Burla Maria Cristina, Caliandro Rocco, Giacovazzo Carmelo, Polidori Giampiero
Department of Earth Sciences, University of Perugia, 06100 Perugia, Italy.
Acta Crystallogr A. 2010 May;66(Pt 3):347-61. doi: 10.1107/S010876731000365X. Epub 2010 Mar 31.

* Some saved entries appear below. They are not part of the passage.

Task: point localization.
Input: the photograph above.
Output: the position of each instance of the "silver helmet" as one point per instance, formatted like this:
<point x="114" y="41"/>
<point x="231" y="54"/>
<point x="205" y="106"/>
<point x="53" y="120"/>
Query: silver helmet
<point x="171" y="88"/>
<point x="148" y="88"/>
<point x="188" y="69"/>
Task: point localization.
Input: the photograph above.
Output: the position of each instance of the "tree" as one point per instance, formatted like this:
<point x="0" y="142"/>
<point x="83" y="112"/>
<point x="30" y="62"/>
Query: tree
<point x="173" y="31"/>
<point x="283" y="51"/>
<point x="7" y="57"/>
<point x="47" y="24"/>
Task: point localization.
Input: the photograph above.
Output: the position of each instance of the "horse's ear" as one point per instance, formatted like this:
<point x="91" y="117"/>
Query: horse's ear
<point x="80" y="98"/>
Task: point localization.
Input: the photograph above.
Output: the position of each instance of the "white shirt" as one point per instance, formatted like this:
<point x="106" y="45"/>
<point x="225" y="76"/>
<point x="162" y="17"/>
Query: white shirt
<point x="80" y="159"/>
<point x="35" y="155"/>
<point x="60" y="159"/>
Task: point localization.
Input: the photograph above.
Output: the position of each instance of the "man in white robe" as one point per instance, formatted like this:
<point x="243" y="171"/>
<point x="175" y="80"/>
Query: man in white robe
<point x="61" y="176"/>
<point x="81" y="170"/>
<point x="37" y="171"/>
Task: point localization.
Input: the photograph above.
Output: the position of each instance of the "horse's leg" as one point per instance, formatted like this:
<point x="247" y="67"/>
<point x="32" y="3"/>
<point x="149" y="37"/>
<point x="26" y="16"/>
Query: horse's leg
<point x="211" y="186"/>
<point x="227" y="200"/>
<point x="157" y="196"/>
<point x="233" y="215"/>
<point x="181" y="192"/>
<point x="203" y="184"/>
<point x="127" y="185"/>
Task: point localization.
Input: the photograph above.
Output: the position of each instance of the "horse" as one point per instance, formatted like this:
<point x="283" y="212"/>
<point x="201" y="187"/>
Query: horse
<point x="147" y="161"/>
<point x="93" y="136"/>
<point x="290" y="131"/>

The joint probability distribution function P(E, E(p)), where E and E(p) are the normalized structure factors of the target and of a model structure, respectively, is a fundamental tool in crystallographic methods devoted to crystal structure solution. It plays a central role in any attempt for improving phase estimates from a given structure model. More recently the difference electron density rho(q) = rho - rho(p) has been revisited and methods based on its modifications have started to play an important role in combination with electron density modification approaches. In this paper new coefficients for the difference electron density have been obtained by using the joint probability distribution function P(E, E(p), E(q)) and by taking into account both errors in the model and in measurements. The first applications show the correctness of our theoretical approach and the superiority of the new difference Fourier synthesis, particularly when the model is a rough approximation of the target structure. The new and the classic difference syntheses coincide when the model represents the target structure well.
联合概率分布函数P(E, E(p)),其中E和E(p)分别是目标结构和模型结构的归一化结构因子,是致力于晶体结构解析的晶体学方法中的一个基本工具。在任何尝试从给定结构模型改进相位估计的过程中,它都起着核心作用。最近,差异电子密度ρ(q) = ρ - ρ(p) 被重新审视,基于其修正的方法开始与电子密度修正方法相结合发挥重要作用。在本文中,通过使用联合概率分布函数P(E, E(p), E(q))并考虑模型和测量中的误差,获得了差异电子密度的新系数。首次应用表明了我们理论方法的正确性以及新差异傅里叶合成的优越性,特别是当模型是目标结构的粗略近似时。当模型很好地代表目标结构时,新的和经典的差异合成是一致的。